Any exposure to ionizing radiation brings with it a degree of risk.
So for those tasked with emergency response, it’s crucial that they are able to handle the unique challenges of radiation incidents with confidence, a mindfulness of their personal safety and a thorough working knowledge of their detector equipment.
The nature of radiation makes exposure to live sources unviable for many training purposes, so the next best alternative is the use of safe and environmentally friendly simulated radiation training systems that enable authentic simulated Beta/Gamma search and survey, radionuclide identification, contamination monitoring and dose-rate assessment.
As we’ve discussed in previous blog posts, the introduction of realism into any form of hazmat or CBRNe training can have a crucial role to play in effective learning outcomes.
In this post we provide an overview of 4 essential features of simulator radiation detectors that hazmat safety instructors may want to bear in mind as they explore their options and advise on purchasing decisions.
At face value, radiation detector equipment is fairly simple to use, however what can prove more problematic for trainees is building an understanding of how the values displayed on their instruments relate to each other. It's also important to consider the effect that factors such as distance, time and shielding can have on their readings.
While classroom learning and “make-believe” set-ups can provide some value in instructing trainees on the use of their detectors, by far the most effective training method is through the handling of actual or replica detector equipment in as life-like a scenario as possible.
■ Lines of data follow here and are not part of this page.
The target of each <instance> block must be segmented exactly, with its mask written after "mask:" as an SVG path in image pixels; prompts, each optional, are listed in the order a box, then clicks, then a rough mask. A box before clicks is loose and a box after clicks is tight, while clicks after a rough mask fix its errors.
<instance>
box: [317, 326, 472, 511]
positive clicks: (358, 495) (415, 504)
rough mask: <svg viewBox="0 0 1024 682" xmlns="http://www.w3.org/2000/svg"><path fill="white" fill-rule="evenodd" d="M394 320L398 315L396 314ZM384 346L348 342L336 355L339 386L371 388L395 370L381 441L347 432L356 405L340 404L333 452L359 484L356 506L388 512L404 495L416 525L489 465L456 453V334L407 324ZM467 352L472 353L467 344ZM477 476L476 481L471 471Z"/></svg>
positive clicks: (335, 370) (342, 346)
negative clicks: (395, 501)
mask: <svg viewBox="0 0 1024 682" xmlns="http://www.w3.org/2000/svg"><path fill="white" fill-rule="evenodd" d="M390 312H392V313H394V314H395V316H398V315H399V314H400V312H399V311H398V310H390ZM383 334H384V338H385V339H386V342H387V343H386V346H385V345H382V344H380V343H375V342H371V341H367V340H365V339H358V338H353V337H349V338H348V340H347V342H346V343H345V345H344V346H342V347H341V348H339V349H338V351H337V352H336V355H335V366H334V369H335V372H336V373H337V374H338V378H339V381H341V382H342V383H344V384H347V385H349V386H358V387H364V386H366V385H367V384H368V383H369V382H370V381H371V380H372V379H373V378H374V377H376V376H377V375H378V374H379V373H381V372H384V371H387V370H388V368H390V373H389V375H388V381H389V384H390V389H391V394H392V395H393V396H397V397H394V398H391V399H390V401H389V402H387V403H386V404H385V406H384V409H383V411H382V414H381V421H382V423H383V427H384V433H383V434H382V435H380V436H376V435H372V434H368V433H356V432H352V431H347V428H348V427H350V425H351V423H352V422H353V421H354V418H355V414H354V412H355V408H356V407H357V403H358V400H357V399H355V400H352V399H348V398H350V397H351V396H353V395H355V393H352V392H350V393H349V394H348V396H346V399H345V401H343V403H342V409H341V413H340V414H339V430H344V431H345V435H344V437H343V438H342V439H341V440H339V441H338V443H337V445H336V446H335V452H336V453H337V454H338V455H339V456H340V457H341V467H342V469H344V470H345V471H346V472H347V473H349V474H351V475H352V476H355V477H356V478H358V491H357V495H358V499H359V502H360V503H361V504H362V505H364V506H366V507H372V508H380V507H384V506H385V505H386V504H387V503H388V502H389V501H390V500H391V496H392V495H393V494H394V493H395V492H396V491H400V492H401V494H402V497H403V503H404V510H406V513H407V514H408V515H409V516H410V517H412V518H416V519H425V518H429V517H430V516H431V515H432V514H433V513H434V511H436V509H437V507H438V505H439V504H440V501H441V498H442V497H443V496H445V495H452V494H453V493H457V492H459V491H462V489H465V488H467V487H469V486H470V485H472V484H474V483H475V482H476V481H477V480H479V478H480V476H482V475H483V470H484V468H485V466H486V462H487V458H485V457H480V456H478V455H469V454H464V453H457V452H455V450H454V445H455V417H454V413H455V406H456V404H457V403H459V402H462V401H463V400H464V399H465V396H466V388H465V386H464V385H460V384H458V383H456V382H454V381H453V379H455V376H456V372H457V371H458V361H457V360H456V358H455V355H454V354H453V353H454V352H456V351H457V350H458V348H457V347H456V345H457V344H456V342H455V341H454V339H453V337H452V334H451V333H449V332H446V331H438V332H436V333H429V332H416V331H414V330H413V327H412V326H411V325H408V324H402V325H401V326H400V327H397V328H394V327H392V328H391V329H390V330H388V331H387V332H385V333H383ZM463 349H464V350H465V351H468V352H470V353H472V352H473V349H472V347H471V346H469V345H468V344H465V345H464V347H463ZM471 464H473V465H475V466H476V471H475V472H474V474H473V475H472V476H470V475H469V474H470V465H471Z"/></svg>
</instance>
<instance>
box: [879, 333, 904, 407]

The vast majority of hazmat training exercises can allow measured exposure to the risk, however it’s simply not the case when dealing with radiation, which makes the introduction of electronic simulator equipment into radiation training exercises so invaluable.
2) Ease of Setup
Practice and repetition are essential for effective learning, so the ease with which a radiation safety training scenario can be set up is a key consideration.
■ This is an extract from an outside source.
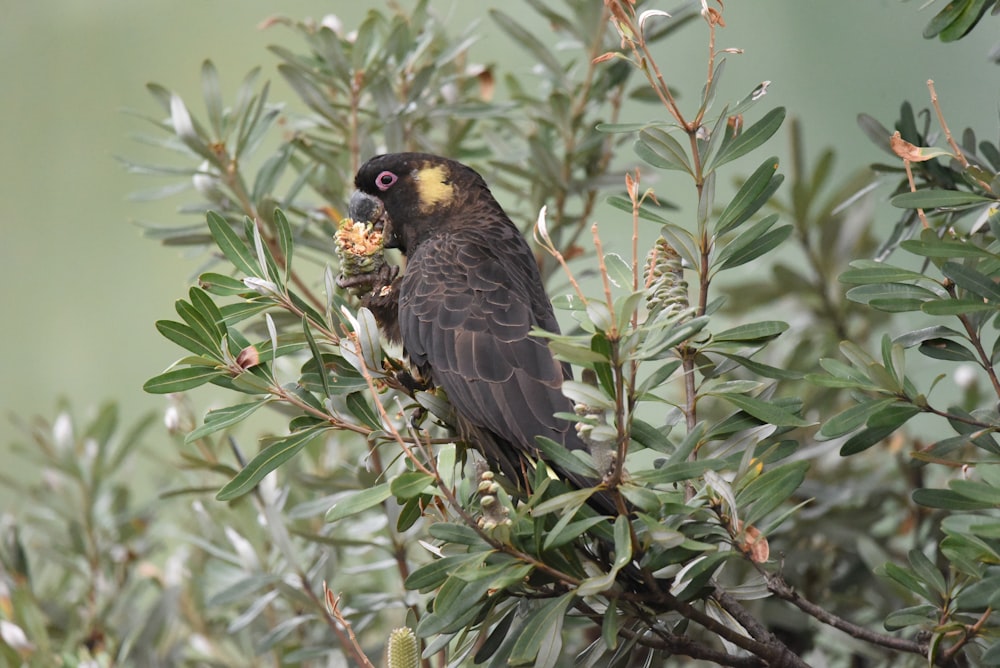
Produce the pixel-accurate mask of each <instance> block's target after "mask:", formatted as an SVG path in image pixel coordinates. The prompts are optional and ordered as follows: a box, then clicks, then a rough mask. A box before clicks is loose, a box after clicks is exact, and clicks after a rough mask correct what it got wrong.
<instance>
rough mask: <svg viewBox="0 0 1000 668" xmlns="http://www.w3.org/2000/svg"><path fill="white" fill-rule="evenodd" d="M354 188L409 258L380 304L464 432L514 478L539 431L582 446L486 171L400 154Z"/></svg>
mask: <svg viewBox="0 0 1000 668" xmlns="http://www.w3.org/2000/svg"><path fill="white" fill-rule="evenodd" d="M355 185H356V187H357V188H358V192H357V193H355V195H354V197H353V198H352V202H351V212H352V217H354V218H358V219H361V218H366V219H369V220H371V216H372V211H371V208H372V207H378V206H382V207H384V212H379V213H380V215H381V214H383V213H384V215H382V220H383V222H384V224H385V227H384V229H383V232H384V234H385V245H386V247H388V248H398V249H399V250H401V251H402V252H403V254H404V255H406V260H407V263H406V269H405V272H404V274H403V276H402V277H401V278H396V279H395V280H394V282H393V284H392V291H391V292H392V294H391V295H389V291H388V290H386V291H383V294H384V295H385V296H386V297H389V298H390V299H391V300H395V299H396V297H397V295H398V310H397V309H396V308H395V305H394V304H389V303H387V300H386V299H383V300H382V301H381V302H378V300H374V303H373V304H372V305H373V306H374V307H375V308H374V309H373V310H375V312H376V316H377V317H378V318H379V320H380V322H381V324H382V325H383V327H384V329H385V330H386V331H387V332H388V333H389V335H390V336H397V337H398V338H400V339H401V340H402V344H403V347H404V350H405V352H406V354H407V355H408V356H409V358H410V360H411V362H412V363H413V364H414V365H415V366H416V368H417V369H418V371H419V372H420V374H421V375H423V376H424V377H426V378H429V379H430V380H431V381H432V382H433V383H434V384H435V385H437V386H440V387H442V388H443V389H444V390H445V392H446V393H447V395H448V399H449V400H450V401H451V403H452V405H453V406H454V408H455V412H456V414H457V416H458V420H457V421H458V424H457V427H458V430H459V432H460V435H461V436H462V437H463V439H465V440H466V441H468V442H469V443H470V444H471V445H473V446H474V447H477V448H478V449H479V450H480V451H481V452H482V454H483V455H484V456H485V457H486V459H487V460H488V461H489V462H490V463H491V464H493V465H495V466H496V467H498V468H499V469H500V470H501V471H502V472H503V473H504V474H505V475H506V476H507V477H509V478H511V479H512V480H514V481H519V480H522V475H523V472H524V471H525V470H530V469H527V468H526V464H527V462H526V458H530V459H536V458H537V455H538V452H537V449H536V445H535V437H536V436H547V437H548V438H551V439H553V440H554V441H556V442H558V443H561V444H563V445H564V446H565V447H567V448H569V449H585V448H586V446H585V445H584V443H583V442H582V441H581V440H580V438H579V436H578V435H577V433H576V431H575V429H574V426H573V424H572V423H570V422H569V421H567V420H563V419H560V418H556V417H555V416H554V414H555V413H558V412H572V410H573V405H572V402H571V401H570V400H569V399H568V398H566V397H565V396H564V395H563V393H562V390H561V387H562V383H563V381H564V380H565V379H567V378H569V377H570V372H569V368H568V367H567V366H565V365H563V364H561V363H560V362H558V361H557V360H556V359H555V358H554V357H553V356H552V353H551V352H550V350H549V348H548V346H547V344H546V343H545V341H544V340H543V339H540V338H537V337H535V336H532V335H531V330H532V328H533V327H539V328H542V329H545V330H548V331H550V332H558V331H559V325H558V323H557V322H556V319H555V316H554V314H553V312H552V304H551V302H550V301H549V299H548V296H547V295H546V294H545V290H544V287H543V285H542V281H541V277H540V275H539V271H538V266H537V264H536V262H535V258H534V255H533V254H532V252H531V249H530V247H529V246H528V244H527V242H526V241H525V240H524V238H523V237H522V236H521V234H520V232H519V231H518V229H517V228H516V227H515V226H514V224H513V223H512V222H511V220H510V218H508V217H507V214H506V213H505V212H504V211H503V209H502V208H501V207H500V205H499V204H498V203H497V201H496V200H495V199H494V197H493V195H492V193H490V190H489V188H488V187H487V185H486V182H485V181H484V180H483V178H482V177H481V176H480V175H479V174H478V173H476V172H475V171H474V170H472V169H470V168H469V167H466V166H465V165H462V164H461V163H458V162H455V161H453V160H448V159H446V158H441V157H438V156H435V155H430V154H424V153H397V154H388V155H382V156H378V157H375V158H372V159H371V160H369V161H368V162H367V163H365V164H364V165H363V166H362V167H361V169H360V170H359V171H358V174H357V177H356V179H355ZM373 200H378V202H377V203H376V202H374V201H373ZM379 203H380V204H379ZM394 318H395V321H394ZM563 476H564V477H566V478H569V479H570V480H571V481H572V482H573V483H574V484H576V485H577V486H593V485H595V484H596V481H593V480H587V479H584V478H580V477H577V476H572V475H565V474H563ZM600 505H602V506H609V507H608V508H605V510H606V511H608V512H611V511H612V508H613V505H611V504H607V503H602V504H600Z"/></svg>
The scenarios should also perform consistently, whether as an individual or group exercise; they should offer the opportunity to review trainee performance and they should be quick and easy to reset.
Ideally too, the instrumentation used should require little or no preventative maintenance, which will lead to considerable savings both in terms of time and expense.
3) Life-time Cost
Simulation software is complex and takes many years to develop in order to achieve a realistic representation of an actual device. The reality is too that the demand for simulator detectors is much lower than that for actual equipment, which has a direct bearing on the unit cost of production.
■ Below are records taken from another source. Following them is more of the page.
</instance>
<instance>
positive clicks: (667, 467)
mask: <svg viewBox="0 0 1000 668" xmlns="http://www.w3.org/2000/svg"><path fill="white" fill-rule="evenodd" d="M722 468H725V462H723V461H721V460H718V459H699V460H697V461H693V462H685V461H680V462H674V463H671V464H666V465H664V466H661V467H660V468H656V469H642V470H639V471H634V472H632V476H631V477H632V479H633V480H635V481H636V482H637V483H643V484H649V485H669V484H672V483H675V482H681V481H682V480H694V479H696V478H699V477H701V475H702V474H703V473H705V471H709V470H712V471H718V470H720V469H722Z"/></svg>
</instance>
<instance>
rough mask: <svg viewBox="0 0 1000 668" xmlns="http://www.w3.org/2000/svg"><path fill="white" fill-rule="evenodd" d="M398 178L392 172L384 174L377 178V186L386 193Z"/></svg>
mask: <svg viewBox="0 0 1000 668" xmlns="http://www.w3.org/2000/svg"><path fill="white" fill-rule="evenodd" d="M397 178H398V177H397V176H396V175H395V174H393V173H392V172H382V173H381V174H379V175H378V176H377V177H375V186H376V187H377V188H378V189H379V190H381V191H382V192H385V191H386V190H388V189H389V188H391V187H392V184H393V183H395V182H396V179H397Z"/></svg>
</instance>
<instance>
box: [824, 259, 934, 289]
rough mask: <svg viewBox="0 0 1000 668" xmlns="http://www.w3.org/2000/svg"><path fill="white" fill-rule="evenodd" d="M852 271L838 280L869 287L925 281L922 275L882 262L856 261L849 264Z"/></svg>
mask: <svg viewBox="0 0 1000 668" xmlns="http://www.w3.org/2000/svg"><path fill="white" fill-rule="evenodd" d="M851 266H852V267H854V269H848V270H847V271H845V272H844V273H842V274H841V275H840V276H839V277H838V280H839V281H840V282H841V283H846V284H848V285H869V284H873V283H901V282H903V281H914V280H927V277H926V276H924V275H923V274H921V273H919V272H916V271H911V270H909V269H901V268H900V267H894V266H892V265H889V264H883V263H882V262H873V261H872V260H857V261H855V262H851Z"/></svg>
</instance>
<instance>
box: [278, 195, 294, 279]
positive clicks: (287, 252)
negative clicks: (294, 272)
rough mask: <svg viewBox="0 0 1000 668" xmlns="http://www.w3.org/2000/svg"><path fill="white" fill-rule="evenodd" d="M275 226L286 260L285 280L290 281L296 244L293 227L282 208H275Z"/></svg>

But while the purchase of simulation equipment represents additional investment, it’s also important to factor in the “whole of life” use of the instrumentation.
With electronic simulators, for example, there is no need for a live source, which removes the requirement to adhere to strict regulatory controls.
The cost of repairing damaged or contaminated simulators is also significantly less when compared with real detectors. The use of simulators also avoids the inconvenience of having to take actual detectors out of service for repairs or calibration.
4) Improved learning outcomes
Finally too, it’s important to see evidence of the successful implementation of electronic simulator detectors for actual crews in real-life training scenarios.
For the UK’s Mid and West Wales Fire Service, for example, the use simulator radiation detectors has resulted in significant improvements in learning outcomes, as Dai Swann, Head of Response for Pembrokeshire, explains:
"The crews become totally immersed in the ‘reality’ of the exercise from the moment the equipment is turned on.
“Crews are now able to simulate a whole range of scenarios with live data being displayed on their instrumentation (and) the results are spectacular.
"We have observed more effective monitoring techniques, better retention of information, and familiarity with radiation incident procedures – with crews trained this way over previous methods with considerably less ‘skill fade’ over time."
The decision to purchase simulator radiation detector equipment for hazmat or CBRNe training exercises is not one to be taken lightly. However the benefits to be gained, in terms of authenticity, the efficiency of training, enhanced learning outcomes and cost-effectiveness over time, can be significant.